There was a little of everything in the lab, much of it incongruous. Rheostats had little skirts on them, like ballet dancers, and vacuously grinning faces of clay. A generator was conspicuously labeled, “Monstro,” and a much smaller one rejoiced in the name of “Bubbles.” Inside a glass retort was a china rabbit, and Gallegher alone knew how it had got there. Just inside the door was a hideous iron dog, originally intended for Victorian lawns or perhaps for hell, and its hollowed ears served as sockets for test tubes.

“But how do you do it?” Vanning asked.

Gallegher, his lank form reclining under the liquor organ, siphoned a shot of double martini into his mouth.

“Huh?”

“You heard me. I could get you a swell job if you’d use that screwball brain of yours. Or even learn to put up a front.”

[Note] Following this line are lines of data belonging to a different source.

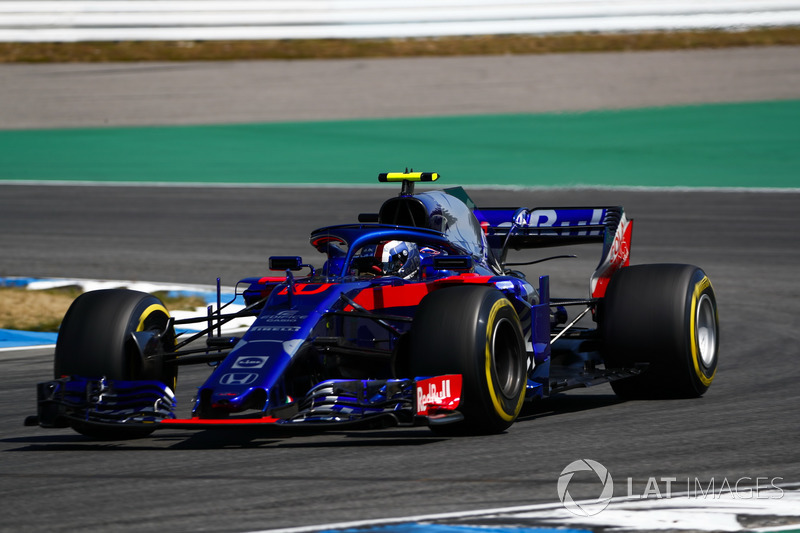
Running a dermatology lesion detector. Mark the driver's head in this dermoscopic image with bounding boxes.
[381,241,419,279]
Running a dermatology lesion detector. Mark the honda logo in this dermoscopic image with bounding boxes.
[219,373,258,385]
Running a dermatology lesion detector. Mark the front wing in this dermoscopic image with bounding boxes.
[31,374,463,432]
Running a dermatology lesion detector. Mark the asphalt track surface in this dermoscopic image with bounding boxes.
[0,46,800,531]
[0,46,800,129]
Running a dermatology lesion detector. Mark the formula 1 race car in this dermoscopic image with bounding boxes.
[27,172,719,439]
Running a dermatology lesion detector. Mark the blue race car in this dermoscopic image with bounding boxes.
[27,172,719,438]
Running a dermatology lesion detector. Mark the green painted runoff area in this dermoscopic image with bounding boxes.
[0,100,800,188]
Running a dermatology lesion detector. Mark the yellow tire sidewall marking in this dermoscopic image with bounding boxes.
[689,276,717,387]
[485,298,525,422]
[136,304,169,331]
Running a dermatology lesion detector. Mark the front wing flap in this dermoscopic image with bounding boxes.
[36,375,463,432]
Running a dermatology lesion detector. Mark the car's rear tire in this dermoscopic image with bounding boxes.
[54,289,178,439]
[408,285,527,434]
[599,264,719,399]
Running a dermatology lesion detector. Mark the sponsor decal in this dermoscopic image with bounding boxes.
[231,355,269,369]
[512,209,605,235]
[250,326,300,333]
[219,372,258,385]
[591,216,633,298]
[259,310,308,322]
[417,374,461,415]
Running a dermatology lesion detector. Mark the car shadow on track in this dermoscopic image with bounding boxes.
[0,393,624,452]
[0,428,444,452]
[517,393,625,423]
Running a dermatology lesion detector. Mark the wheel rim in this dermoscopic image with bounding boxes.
[695,294,717,368]
[492,318,521,398]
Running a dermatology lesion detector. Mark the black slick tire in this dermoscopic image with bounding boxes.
[600,264,719,399]
[408,285,527,434]
[54,289,177,439]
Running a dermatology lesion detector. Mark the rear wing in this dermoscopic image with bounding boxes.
[473,206,633,298]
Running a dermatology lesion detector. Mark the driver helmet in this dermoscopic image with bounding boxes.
[381,241,419,279]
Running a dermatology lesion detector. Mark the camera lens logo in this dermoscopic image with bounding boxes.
[558,459,614,516]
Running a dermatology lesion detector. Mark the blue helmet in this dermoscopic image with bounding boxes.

“Tried it,” Gallegher mumbled. “No use. I can’t work when I concentrate, except at mechanical stuff. I think my subconscious must have a high I.Q.”

Vanning, a chunky little man with a scarred, swarthy face, kicked his heels against Monstro. Sometimes Gallegher annoyed him. The man never realized his own potentialities, or how much they might mean to Horace Vanning, Commerce Analyst. The “commerce,” of course, was extra-legal, but the complicated trade relationships of the day left loopholes a clever man could slip through. The fact of the matter was, Vanning acted in an advisory capacity to crooks. It paid well. A sound knowledge of jurisprudence was rare in these days; the statues were in such a tangle that it took years of research before one could even enter a law school. But Vanning had a staff of trained experts, a colossal library of transcripts, decisions, and legal data, and, for a suitable fee, he could have told Dr. Crippen how to get off scot-free.